Last but not least, Europe needs to reconsider its fiscal architecture in general. The fiscal rules, the future size of the EU budget, its sources, composition, and the EU’s long-term ability to borrow are all inextricably linked and can hardly be separated. As global challenges mount, the question of EU resources to provide European public goods is becoming central.

The EU needs to agree a fiscal grand bargain to meet its economic challenges (financing research and industrial policy), its climate challenge (achieving decarbonization), its political challenges (safeguarding European unity), and its geopolitical ambition (enlarging the EU and stabilizing the neighborhood) while enhancing its security (ensuring greater defensive strength). These common goods will require large public resources that can only be summoned if Europe completes the “Hamiltonian” steps it initiated in response to the euro crisis and accelerated with its response to the COVID-19 pandemic.

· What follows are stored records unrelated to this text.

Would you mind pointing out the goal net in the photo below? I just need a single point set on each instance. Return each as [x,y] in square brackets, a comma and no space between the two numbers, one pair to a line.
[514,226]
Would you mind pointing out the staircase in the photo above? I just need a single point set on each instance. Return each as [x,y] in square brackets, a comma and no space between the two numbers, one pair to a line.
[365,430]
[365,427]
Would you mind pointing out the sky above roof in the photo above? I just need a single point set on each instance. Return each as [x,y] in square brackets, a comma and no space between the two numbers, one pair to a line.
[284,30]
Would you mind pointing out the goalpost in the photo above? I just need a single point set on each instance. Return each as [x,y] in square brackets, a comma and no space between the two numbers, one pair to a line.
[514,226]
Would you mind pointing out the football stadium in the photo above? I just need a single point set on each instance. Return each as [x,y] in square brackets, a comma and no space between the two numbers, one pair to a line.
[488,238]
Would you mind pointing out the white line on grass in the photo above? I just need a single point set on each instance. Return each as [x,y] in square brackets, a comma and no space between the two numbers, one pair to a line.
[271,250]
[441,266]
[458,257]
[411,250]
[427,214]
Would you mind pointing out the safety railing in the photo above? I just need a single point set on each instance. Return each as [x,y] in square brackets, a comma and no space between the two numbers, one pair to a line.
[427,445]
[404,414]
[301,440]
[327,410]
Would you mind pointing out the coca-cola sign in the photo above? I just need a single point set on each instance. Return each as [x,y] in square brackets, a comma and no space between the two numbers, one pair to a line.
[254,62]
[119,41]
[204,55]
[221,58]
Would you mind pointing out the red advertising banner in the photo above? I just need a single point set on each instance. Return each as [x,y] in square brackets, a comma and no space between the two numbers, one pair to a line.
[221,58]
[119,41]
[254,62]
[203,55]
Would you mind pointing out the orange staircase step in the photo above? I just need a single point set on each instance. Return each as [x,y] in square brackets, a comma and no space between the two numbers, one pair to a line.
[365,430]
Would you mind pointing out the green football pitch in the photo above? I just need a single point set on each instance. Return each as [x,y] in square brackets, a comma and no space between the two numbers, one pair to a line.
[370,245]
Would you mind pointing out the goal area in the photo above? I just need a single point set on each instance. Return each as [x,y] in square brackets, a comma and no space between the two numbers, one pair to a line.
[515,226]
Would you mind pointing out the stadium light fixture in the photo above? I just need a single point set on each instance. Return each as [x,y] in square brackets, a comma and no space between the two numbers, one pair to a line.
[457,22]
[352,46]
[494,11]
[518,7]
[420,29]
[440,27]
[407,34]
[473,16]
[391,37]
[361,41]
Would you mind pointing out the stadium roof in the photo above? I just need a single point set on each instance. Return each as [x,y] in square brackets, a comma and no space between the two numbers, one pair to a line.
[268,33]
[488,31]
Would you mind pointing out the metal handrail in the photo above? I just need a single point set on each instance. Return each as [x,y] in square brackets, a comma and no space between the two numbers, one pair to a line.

The EU needs greater resources of its own—a limited but permanent capacity to borrow to fund growth-enhancing European public goods as well as a reformed EU budget with greater focus on growth. Tighter national fiscal rules could then be introduced as a counterpart to the greater role Brussels would play in providing highly necessary public goods across the EU. Until then, the EU will have to continue muddling through and failing forward. It has some experience in doing so, but it cannot escape the structural fiscal challenges it has to address. 

Shahin Vallée is co-director of the Center for Geopolitics, Geoeconomics, and Technology at the German Council on Foreign Relations (DGAP) and Board Member of the Observatory Group. 

Guntram Wolff is the Director and CEO of the German Council on Foreign Relations (DGAP) and a professor of political economy at the Willy Brandt School of Public Policy.